Many have expressed excitement at Eno's move to the Warp record label, long a home to electronic innovators, most of whom are in some way indebted to him. It's a canny piece of positioning on Eno's part, the geezer who's still playing around, still hip. Small Craft is neither a return to form nor a novel excursion, and it needn't be either. It's simply an intriguing new release from one of music's great inventors, and a fine way to spend 55 minutes of one's day. The weight often placed on Eno obscures his playfulness, his flaws, and his energy for creation, all of which are far more interesting than his reputation for genius.
A good counterpoint is Eno's old Roxy Music bandmate Bryan Ferry, who has also released a new album, Olympia. From its pin-up cover art to musical palette to song titles (Heartache by Numbers, Alphaville) it is barely distinguishable from any Ferry record since Avalon. He's not one for having many new ideas, but plenty of great music has been made by artists with one good idea iterated ad infinitum. Yet the deliberateness of Olympia makes it feel somehow soulless and hollow.
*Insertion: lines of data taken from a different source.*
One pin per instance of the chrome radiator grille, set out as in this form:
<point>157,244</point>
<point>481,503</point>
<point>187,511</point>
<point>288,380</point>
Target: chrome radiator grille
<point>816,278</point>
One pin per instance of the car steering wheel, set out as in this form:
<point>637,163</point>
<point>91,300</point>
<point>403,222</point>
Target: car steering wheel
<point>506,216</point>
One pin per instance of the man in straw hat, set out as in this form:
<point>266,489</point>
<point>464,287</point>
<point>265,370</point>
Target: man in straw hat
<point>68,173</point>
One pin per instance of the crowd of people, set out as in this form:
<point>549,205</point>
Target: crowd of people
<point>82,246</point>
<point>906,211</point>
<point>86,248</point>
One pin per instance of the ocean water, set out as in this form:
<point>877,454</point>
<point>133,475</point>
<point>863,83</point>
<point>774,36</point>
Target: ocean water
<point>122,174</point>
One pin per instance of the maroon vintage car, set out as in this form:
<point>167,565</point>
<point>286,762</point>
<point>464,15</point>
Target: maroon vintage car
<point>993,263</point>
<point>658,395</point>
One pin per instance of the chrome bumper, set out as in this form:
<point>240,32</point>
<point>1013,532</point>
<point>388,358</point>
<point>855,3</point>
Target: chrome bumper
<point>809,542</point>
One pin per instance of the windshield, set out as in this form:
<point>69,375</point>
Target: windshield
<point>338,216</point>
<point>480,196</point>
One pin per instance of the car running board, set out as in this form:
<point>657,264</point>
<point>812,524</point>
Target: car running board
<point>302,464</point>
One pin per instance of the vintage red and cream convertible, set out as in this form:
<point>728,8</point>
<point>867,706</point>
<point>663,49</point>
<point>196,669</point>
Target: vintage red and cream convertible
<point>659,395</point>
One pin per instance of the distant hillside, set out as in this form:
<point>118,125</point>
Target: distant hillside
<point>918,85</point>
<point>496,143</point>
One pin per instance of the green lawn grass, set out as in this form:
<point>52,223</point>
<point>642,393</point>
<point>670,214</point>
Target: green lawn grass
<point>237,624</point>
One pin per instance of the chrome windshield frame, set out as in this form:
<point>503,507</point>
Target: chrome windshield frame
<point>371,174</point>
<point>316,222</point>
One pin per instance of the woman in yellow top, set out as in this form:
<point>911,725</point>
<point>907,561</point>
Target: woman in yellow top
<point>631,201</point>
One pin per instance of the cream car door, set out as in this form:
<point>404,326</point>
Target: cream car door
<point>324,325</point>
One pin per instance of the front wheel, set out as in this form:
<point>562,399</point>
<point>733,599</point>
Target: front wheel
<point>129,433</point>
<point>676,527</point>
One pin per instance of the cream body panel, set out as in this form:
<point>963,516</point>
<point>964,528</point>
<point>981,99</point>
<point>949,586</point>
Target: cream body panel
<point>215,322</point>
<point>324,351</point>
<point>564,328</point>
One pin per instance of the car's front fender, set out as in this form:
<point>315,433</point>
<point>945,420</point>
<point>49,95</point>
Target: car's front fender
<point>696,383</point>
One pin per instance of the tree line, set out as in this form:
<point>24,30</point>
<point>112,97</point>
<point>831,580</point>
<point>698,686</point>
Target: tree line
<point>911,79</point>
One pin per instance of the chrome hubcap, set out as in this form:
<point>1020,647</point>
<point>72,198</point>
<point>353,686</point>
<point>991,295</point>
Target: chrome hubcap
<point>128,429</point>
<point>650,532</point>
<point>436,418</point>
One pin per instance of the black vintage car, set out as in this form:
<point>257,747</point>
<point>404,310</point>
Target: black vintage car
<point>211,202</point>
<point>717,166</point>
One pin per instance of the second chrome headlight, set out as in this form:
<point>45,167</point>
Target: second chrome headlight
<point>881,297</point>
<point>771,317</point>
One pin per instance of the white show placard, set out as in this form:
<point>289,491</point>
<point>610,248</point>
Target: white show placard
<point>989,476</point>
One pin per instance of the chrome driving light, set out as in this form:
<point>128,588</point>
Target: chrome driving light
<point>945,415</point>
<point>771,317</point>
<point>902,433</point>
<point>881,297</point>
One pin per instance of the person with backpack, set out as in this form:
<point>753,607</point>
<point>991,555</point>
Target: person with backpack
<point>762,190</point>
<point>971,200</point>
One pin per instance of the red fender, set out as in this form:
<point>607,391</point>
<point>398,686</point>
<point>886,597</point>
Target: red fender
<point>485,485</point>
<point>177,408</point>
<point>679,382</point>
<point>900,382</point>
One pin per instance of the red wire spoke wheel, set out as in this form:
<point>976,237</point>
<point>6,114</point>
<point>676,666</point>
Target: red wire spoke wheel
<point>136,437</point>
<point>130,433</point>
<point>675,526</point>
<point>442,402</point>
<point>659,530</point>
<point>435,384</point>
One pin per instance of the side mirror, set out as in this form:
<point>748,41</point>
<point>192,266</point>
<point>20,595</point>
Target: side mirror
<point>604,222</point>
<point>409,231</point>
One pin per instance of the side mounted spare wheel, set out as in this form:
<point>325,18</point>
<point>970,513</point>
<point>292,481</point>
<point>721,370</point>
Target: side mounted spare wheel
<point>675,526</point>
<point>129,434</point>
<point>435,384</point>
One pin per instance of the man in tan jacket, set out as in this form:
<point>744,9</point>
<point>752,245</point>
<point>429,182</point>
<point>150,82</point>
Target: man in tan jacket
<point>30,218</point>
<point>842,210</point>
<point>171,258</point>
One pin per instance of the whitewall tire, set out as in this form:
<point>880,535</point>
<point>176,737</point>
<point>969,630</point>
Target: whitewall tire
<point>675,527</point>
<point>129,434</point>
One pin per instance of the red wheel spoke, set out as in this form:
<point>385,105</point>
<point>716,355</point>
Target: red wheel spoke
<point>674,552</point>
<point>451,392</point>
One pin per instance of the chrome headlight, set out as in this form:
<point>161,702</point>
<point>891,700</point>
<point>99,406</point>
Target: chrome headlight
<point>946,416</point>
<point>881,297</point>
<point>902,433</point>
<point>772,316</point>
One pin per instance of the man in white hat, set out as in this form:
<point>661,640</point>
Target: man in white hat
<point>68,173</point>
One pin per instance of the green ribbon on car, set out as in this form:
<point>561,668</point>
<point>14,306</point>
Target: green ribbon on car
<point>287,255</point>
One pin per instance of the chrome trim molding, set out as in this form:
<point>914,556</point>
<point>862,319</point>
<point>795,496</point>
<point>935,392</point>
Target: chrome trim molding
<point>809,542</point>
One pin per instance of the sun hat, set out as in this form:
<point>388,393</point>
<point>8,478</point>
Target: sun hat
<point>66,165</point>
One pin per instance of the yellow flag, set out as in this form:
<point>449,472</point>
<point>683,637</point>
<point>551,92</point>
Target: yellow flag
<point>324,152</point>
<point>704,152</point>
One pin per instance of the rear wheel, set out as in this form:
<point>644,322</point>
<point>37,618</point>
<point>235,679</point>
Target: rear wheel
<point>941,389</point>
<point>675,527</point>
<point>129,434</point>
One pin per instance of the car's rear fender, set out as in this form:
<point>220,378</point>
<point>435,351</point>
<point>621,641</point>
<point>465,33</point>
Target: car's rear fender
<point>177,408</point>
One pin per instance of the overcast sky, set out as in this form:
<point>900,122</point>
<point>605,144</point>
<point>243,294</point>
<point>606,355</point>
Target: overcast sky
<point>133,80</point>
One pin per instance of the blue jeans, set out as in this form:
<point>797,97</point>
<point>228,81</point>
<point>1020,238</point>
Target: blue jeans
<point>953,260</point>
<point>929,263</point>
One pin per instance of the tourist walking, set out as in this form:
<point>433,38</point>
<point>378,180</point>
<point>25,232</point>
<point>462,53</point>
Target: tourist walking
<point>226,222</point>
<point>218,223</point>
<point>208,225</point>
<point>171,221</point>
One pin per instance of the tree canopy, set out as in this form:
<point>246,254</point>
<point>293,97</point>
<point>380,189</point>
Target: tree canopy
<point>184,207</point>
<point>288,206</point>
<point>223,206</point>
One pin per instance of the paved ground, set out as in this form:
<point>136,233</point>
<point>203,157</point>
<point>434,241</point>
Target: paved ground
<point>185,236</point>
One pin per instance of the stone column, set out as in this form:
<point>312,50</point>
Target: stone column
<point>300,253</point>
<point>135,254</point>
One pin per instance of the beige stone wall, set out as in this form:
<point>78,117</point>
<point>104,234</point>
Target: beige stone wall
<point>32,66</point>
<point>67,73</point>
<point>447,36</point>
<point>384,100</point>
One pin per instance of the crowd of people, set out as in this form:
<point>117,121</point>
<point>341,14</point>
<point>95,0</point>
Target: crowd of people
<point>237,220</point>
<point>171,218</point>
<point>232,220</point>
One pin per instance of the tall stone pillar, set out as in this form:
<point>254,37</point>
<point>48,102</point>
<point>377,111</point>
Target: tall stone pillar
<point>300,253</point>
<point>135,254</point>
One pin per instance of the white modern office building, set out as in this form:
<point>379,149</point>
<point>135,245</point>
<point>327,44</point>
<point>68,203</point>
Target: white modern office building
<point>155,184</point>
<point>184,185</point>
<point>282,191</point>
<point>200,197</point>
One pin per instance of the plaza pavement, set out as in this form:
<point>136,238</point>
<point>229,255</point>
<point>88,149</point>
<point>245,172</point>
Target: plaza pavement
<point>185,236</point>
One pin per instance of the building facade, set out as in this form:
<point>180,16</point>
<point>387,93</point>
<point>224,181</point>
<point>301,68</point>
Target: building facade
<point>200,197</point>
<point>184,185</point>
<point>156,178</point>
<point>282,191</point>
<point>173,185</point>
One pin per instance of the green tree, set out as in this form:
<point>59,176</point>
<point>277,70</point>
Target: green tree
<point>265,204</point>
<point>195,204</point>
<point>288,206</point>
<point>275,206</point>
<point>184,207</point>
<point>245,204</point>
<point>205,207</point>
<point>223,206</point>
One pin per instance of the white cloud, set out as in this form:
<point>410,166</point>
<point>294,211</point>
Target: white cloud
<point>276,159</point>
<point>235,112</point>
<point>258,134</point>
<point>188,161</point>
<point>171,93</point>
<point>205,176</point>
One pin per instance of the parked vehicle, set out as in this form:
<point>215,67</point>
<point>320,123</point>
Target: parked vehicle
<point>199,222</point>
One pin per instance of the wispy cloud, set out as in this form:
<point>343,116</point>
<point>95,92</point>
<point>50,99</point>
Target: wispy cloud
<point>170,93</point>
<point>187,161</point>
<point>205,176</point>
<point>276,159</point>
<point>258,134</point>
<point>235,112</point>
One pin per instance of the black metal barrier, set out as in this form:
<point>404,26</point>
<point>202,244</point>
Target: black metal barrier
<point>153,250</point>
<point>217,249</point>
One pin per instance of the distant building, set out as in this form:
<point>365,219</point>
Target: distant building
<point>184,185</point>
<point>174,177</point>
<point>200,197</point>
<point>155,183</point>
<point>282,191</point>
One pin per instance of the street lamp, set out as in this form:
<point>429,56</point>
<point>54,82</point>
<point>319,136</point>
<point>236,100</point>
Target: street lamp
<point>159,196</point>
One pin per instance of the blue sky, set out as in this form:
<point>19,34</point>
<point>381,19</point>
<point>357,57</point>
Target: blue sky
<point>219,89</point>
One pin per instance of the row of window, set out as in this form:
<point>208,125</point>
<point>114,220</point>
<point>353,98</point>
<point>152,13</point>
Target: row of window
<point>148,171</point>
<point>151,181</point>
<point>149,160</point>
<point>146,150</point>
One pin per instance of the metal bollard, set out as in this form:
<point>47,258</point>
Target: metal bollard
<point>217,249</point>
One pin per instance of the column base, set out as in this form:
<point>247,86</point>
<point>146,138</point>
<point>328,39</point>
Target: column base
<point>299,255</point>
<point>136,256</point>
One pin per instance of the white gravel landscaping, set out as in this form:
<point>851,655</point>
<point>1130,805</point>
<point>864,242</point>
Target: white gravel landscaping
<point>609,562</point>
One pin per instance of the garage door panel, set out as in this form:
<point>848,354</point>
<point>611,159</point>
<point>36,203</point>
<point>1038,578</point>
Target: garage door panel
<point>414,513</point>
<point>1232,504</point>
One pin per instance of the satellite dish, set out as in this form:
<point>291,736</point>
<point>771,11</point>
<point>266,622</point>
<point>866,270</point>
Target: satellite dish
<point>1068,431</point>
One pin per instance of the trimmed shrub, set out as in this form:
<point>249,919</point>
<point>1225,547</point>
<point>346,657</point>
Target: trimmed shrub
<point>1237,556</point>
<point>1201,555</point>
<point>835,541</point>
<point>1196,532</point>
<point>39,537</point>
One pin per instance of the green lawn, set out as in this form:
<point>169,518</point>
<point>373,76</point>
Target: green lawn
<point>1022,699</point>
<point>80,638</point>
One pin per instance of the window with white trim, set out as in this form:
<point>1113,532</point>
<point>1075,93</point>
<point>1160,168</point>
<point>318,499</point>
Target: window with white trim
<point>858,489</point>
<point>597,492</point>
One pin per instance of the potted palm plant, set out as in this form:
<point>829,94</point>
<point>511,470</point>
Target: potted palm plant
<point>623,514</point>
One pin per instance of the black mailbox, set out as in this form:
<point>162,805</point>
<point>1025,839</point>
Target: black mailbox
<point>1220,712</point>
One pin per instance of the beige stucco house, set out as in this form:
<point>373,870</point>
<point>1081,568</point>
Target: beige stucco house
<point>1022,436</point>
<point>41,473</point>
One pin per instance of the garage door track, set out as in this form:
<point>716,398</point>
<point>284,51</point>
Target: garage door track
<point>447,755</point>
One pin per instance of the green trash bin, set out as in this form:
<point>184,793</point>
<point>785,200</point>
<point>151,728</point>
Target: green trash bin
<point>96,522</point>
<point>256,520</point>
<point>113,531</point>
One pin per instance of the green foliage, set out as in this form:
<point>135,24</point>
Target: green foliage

Talk about collaboration; Ferry lined up Eno and fellow former Roxy-ers Phil Manzanera and Andrew Mackay, along with Jonny Greenwood, Nile Rodgers, David Gilmour, Flea, Scissor Sisters and Groove Armada. Dave Stewart helped out with songwriting and playing. The result is a rather grand mess. Ferry's voice isn't what it used to be, but it's still the best asset on the album, especially on the towering cover of Tim Buckley's Song to the Siren. Ferry seems petrified by irrelevance, and, as ever, fully focused on his image. What's great and inspiring about Small Craft is that it doesn't care if it gets everything right. Eno doesn't know how to worry about the kinds of posturing and calculation that has defined his old bandmate's career. He's too busy thinking about what to make next.
J Gabriel Boylan is an assistant editor at Harper's Magazine and has written on music and books for The Nation, Spin and The Boston Globe.